No example of this has been more prolific than the recent security issues that have plagued the popular micro-blogging service Twitter. Both of them come hot on the heels of the release of the new Twitter website released recently that enables quite a bit more functionality and with it the potential to open up holes for exploitation. The first was intriguing as it basically allowed someone to force the user’s browser to execute arbitrary Java script. Due to the character length limit of Twitter the impact this could have was minimised, but it didn’t take long before malicious attackers got a hold of it and used it for various nefarious purposes. This was a classic example of something that could have easily been avoided if they sanitised user input rather than checking for malicious behaviour and coding against it.

The second one was a bit more ugly as it had the potential to do some quite nasty things to a user’s account. It used the session details that Twitter stores in your browser to send messages via your account. Like the other Twitter exploit it relied on the user’s typical behaviour of following links posted by the people they follow. This exploit can not be squarely blamed at Twitter either as the use of link shortening services that hide the actual link behind a short URL make it that much harder for normal users to distinguish the malicious from the mundane. Still Twitter should have expected such session jacking (I know I have) and built in counter measures to stop them from doing it.

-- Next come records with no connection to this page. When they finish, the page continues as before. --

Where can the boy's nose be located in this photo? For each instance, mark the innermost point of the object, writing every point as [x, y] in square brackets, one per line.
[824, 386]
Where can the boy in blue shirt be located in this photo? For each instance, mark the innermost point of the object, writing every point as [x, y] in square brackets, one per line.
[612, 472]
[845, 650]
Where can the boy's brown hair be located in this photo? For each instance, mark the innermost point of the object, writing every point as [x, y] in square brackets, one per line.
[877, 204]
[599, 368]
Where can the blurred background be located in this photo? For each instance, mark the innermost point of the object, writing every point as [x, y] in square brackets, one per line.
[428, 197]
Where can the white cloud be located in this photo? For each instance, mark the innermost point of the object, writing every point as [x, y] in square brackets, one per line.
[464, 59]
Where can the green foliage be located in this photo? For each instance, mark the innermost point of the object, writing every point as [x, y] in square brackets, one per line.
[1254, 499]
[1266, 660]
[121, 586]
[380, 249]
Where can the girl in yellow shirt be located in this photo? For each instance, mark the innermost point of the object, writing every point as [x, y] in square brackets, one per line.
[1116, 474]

Any large public system will attract those looking to exploit it for nefarious means, that’s part and parcel of doing business on the web. The key then is to build your systems with the expectation that they will be exploited rather than waiting for an incident to arise. As a developer I can empathise that developing code that’s resistance to every kind of attack is next to impossible but there are so many things that can be done to ensure that the casual hackers steer clear. Twitter is undergoing a significant amount of change with a vision to scale themselves up for the big time, right up there with Google and Facebook. Inevitably this will mean they’ll continue to have security concerns as they work to scale themselves out and hopefully these last two exploits have shown them that security is something they should consider more closely than they have in the past.